Actually, dividing table by not only date but also some other id will make BigQuery not functioning well.

According to my own experience, I have 20000+ tables in one dataset separated by both dates and a id. The tables look like [table_name]_[extra_id]_[date_YYmmdd].

And following issues will truly happen:

  • BigQuery’s API call will fail with InternalException occasionally. This will happen to the API call used to create empty table with given schema.
  • There are following three kinds of time record in each query you have fired. Usually the interval between first one and second one is less than 1 second. When you have a lot of tables like my case, the gap between creationTime and startTime could last 20 seconds.
    • creationTime: The time when your request arrives the BQ server.
    • startTime: The time BQ server to start execute the Query.
    • endTime: The time that BQ server finishes you query or finds it invalid.
  • BigQuery start to be not able to find your table. There will be query failing because of errors like FROM clause with table wildcards matches no table or **Not found: Table **, while you know exactly the tables do exist. And when you run the failed query again without fixing anything, the query will dramatically succeed.

So, I STRONGLY recommend not to use too many tables in the same dataset.

Tip 4: Think, before use mid-table

The mid-table is the table you use to store the temporary result.

Do use it when:

There will be more than one queries going to use this mid-table.

Let’s say, by doing query A, you get the result you want. But there is another query B using the sub-query C within query A.

If don’t use mid-table, you will be charged by:

  • sub-query C
  • remaining query in A after sub-query C
  • sub-query C
  • remaining query in B after sub-query C

But if you use mid-table to store the result of sub-query C, you will be charged by:

  • sub-query C
  • remaining query in A after sub-query C
  • remaining query in B after sub-query C

By doing this, you can save at least the money cost by the data of the size of the mid-table.

Do NOT use it when:

If you only fear your query is too long, while there is no other query using the mid-table you generate.

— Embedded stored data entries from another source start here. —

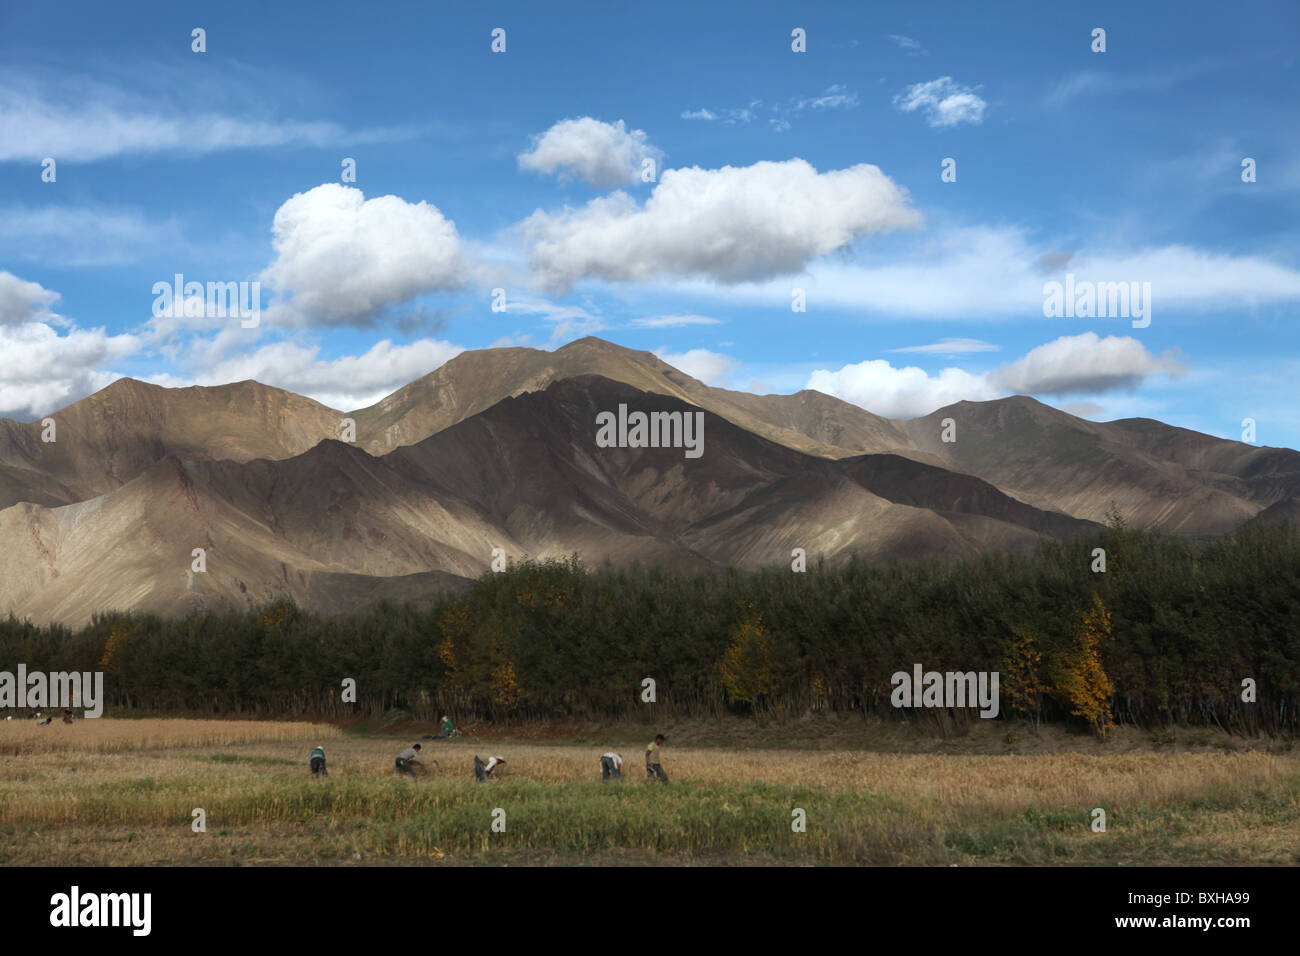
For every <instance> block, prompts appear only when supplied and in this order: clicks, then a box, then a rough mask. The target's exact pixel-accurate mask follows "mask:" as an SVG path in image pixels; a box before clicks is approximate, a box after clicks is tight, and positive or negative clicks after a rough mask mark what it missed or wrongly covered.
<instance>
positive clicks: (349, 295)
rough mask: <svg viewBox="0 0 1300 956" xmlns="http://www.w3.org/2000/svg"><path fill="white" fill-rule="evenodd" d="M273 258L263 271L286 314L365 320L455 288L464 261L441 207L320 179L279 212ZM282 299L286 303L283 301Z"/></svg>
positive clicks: (459, 279)
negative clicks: (284, 298)
mask: <svg viewBox="0 0 1300 956" xmlns="http://www.w3.org/2000/svg"><path fill="white" fill-rule="evenodd" d="M272 233H273V239H272V245H273V247H274V250H276V260H274V261H273V263H272V264H270V265H268V267H266V269H265V271H264V272H263V276H261V278H263V281H265V282H269V284H270V285H272V286H273V287H274V289H276V290H277V291H278V293H279V294H281V297H285V295H291V299H290V300H289V302H287V306H286V308H285V310H283V312H279V313H277V315H283V316H285V317H286V319H285V320H286V321H296V323H300V324H308V325H315V324H320V325H367V324H370V323H372V321H373V320H374V319H376V316H377V315H378V313H380V312H381V311H382V310H383V308H386V307H389V306H394V304H398V303H402V302H406V300H408V299H412V298H415V297H416V295H420V294H424V293H430V291H438V290H448V289H456V287H459V286H461V285H463V284H464V282H465V278H467V273H468V265H467V261H465V256H464V254H463V251H461V248H460V238H459V235H458V234H456V226H455V224H454V222H452V221H451V220H448V219H446V217H445V216H443V215H442V212H439V211H438V207H435V206H432V204H429V203H425V202H420V203H408V202H406V200H404V199H402V198H400V196H394V195H387V196H377V198H374V199H367V198H365V196H364V194H363V193H361V190H359V189H354V187H350V186H342V185H338V183H325V185H322V186H317V187H316V189H312V190H308V191H307V193H298V194H295V195H294V196H292V198H291V199H289V200H287V202H285V204H283V206H281V207H279V209H278V211H277V212H276V220H274V224H273V226H272ZM282 304H283V303H282Z"/></svg>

Not all people will agree on this. Some people may start to say “This is too nasty”, “God, this query is too fat.” or even “WTF is this?”.

Well, generate mid-table in this situation surely charging you more. I will just choose save more of my money.

And if you format your query well, no matter how long your query grows, it will still looks nice.

_

So, these tips are some thing I concluded these days, hope they help you, and save your money.